「司馬課長は何故話さなかったんですかね?京が神室と接触すると司馬課長に話さないわけが無いでしょうし」
「分からん。だが、今はそれよりも京達を探すのが先決だ。重原」
赤星達の疑念は消えない。
だが、今は消息を絶った二人を探さねばならない。
椎名は不服ながらも公安の重原に頼みごとをすることに決める。
大変不服であり、大変屈辱なことである。
「物凄く嫌な上に凄く屈辱的だが、うちの刑事二人の捜索に協力して頂きたい。公安は《七つの大罪》の情報を、俺達は仲間を探している。見つけた先にどちらもあるはずだ」
「奇遇だな。うちも物凄く嫌だし屈辱的だが、協力を願い出ようとしていたところだ。今のところ認めたくはないが、捜一の方がうちより《七つの大罪》に近い」
椎名も重原もかなり嫌な顔をしているし、捜一の捜査員も公安の捜査員もかなり嫌そうな顔をしている。

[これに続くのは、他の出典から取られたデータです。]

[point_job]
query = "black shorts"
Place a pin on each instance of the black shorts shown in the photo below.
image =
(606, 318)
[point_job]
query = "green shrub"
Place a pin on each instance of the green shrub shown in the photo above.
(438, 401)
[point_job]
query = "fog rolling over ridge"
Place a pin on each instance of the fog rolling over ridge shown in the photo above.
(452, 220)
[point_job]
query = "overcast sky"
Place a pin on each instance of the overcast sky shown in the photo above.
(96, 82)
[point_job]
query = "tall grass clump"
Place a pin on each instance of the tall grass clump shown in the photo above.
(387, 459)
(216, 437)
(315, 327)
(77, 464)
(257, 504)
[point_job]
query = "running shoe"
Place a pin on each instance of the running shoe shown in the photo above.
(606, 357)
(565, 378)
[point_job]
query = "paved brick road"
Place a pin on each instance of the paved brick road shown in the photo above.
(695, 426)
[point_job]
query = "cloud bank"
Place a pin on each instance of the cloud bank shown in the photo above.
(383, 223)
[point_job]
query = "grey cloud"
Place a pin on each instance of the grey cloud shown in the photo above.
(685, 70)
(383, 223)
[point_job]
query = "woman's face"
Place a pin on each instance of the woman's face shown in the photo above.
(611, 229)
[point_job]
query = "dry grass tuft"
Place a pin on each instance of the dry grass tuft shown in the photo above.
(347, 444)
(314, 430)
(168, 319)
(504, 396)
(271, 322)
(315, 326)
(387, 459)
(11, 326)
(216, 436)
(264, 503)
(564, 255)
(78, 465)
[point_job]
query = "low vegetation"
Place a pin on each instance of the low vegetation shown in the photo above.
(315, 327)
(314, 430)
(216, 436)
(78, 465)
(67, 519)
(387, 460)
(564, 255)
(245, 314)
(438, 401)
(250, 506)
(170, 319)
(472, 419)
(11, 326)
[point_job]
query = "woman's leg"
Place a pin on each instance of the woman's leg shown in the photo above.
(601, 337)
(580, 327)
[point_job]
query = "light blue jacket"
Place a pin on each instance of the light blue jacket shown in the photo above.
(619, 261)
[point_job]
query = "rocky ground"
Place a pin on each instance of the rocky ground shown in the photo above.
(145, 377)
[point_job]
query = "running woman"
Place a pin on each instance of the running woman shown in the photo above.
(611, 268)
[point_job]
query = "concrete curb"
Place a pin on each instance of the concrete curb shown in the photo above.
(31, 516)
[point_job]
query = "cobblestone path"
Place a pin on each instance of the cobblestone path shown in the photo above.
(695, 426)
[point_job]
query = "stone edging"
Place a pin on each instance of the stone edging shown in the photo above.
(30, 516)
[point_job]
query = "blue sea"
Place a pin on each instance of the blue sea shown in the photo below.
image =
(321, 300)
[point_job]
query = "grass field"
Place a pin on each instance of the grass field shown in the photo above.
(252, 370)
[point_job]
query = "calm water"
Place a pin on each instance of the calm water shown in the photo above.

赤星は氷室の方に行くと威嚇するが、氷室自身は平然としていた。
例えるならば、小型犬のポメラニアンが大型犬のシェパードに喧嘩を売っているように見える。
「おい、赤星。お前が氷室に喧嘩売っても相手にされないぞ。いや、されてないぞ。よく大型犬に吠えて相手にされてないうちの犬みたいだ」
「椎名さんん家のワンコってポメラニアンじゃないですか!?」
大型犬に喧嘩を小型犬に見えていたのはどうやら例えではないようだ。
話が逸れていきそうだったので、重原が咳払いをして場を取り持つ。
どうも、赤星が絡むと緊張感が出ない。
そう心の中でもぼやくのは捜一の捜査員達だった。
「よし、中に突入する」
場が落ち着いたところで公安が裏から、捜一が表から同時に喫茶店の中に踏み込む。
だが、店内は人一人いない。
捜一と公安がくまなく店内を探すが、一颯や汐里、神室志童の姿は何処にもない。
「一体何処に……」
「赤星!」
焦る赤星を椎名が座席の方から呼ぶ。
赤星が駆け寄ればそこには血の痕があり、血痕が付いたスマートフォンが床に落ちていた。
そのスマートフォンには見覚えがあった。
汐里のものだ。
赤星が拾い上げようとしゃがむと、テーブルの裏に何かがくっついているのが見えた。
「何だ、これ?」
赤星はテープでテーブルの下に貼られたそれを剥がす。
それは小型の盗聴機で、録音されているのかまだ動いたままだった。
録音を止め、録音されていた音声を再生する。